- Service: Tax, Budget 2013
- Type: Press release
- Date: 20/03/2013
Following consultation launched in February, the Government has confirmed its intention to introduce rules as of 1 April this year which will require companies bidding for Government contracts to certify whether or not they have been involved in failed tax avoidance schemes. Today’s budget includes some significant changes to the original proposals.
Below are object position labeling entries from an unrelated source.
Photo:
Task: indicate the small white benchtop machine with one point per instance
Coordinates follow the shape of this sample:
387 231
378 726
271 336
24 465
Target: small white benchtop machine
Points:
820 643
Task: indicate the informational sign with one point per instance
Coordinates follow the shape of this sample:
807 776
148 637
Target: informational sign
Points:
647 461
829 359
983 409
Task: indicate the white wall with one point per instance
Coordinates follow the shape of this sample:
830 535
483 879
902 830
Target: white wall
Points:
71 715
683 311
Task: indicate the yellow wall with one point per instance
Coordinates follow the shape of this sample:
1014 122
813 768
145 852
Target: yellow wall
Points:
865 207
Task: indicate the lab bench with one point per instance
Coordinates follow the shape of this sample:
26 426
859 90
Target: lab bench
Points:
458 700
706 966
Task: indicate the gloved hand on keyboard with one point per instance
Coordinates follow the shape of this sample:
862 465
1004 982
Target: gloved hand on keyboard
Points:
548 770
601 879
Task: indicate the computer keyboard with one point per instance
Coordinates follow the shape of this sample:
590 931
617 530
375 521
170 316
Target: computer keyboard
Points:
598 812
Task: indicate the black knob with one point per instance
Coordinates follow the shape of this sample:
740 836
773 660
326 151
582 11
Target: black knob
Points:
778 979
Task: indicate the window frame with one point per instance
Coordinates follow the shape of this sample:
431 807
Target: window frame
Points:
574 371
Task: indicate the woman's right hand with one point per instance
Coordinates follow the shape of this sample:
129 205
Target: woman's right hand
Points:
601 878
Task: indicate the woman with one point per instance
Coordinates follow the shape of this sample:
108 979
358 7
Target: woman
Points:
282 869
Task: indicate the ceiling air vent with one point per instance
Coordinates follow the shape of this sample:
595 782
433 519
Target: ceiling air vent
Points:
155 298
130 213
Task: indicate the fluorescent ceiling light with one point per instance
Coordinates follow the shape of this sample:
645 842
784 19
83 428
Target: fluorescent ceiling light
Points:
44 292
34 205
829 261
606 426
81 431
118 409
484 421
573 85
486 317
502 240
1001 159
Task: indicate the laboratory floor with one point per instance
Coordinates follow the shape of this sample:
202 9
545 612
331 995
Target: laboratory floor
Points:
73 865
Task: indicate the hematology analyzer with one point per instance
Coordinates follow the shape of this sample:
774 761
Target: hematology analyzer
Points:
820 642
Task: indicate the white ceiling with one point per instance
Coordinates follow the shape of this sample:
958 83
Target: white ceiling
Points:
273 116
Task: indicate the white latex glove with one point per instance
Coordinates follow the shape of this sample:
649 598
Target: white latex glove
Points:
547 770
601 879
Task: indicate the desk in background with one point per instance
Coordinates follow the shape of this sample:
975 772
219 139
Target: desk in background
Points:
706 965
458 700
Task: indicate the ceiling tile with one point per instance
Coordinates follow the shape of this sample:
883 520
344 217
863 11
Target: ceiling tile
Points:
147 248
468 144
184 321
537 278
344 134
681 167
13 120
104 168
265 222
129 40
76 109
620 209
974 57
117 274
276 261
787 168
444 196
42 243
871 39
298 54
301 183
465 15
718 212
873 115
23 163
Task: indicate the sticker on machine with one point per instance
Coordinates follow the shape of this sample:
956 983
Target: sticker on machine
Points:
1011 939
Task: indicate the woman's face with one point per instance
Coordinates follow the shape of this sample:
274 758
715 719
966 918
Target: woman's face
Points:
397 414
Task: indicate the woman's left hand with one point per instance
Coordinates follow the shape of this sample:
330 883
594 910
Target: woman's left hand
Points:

Commenting on the amended proposals announced today, Chris Morgan, head of tax policy at KPMG said: “The changes announced today show the benefit of an open and constructive dialogue between HMRC and business. The stated intention of the new rules is to change future behaviour, to ensure companies bidding for Government contracts do not engage in tax avoidance, contrary to thre intention of Parliament. But as drafted they were so wide and unclear in scope that either it would have been impossible to apply them or they would have resulted in lengthy legal disputes. Either way this would have been bad for business and the Government. The changes bring much greater clarity and mean suppliers should be able to get on with their business of proposing for contracts while the Government can ensure companies do play by the tax rules.”
The changes to the original proposals are significant. In particular:
- Most importantly they will only apply to events of default after 1 April 2013. The original proposal required companies to go back 10 years to identify such events.
- The definition of event of default is clarified. This occurs when a company has to amend its tax return due to the application of the new general anti-avoidance principle (GAAR), the Halifax Abuse principle (relevant for VAT), entering into a scheme that has or should have been notified to HMRC under existing anti-avoidance rules (the Disclosure of Tax Avoidance Scheme or DOTAS rules) or a conviction for tax evasion.
- It is the “economic operator” as defined by procurement rules that has to make the certification and it is not necessary to consider related companies.
- Foreign suppliers will only have to certify compliance with overseas rules only where equivalent rules exist.
- The threshold will be contracts worth £5m.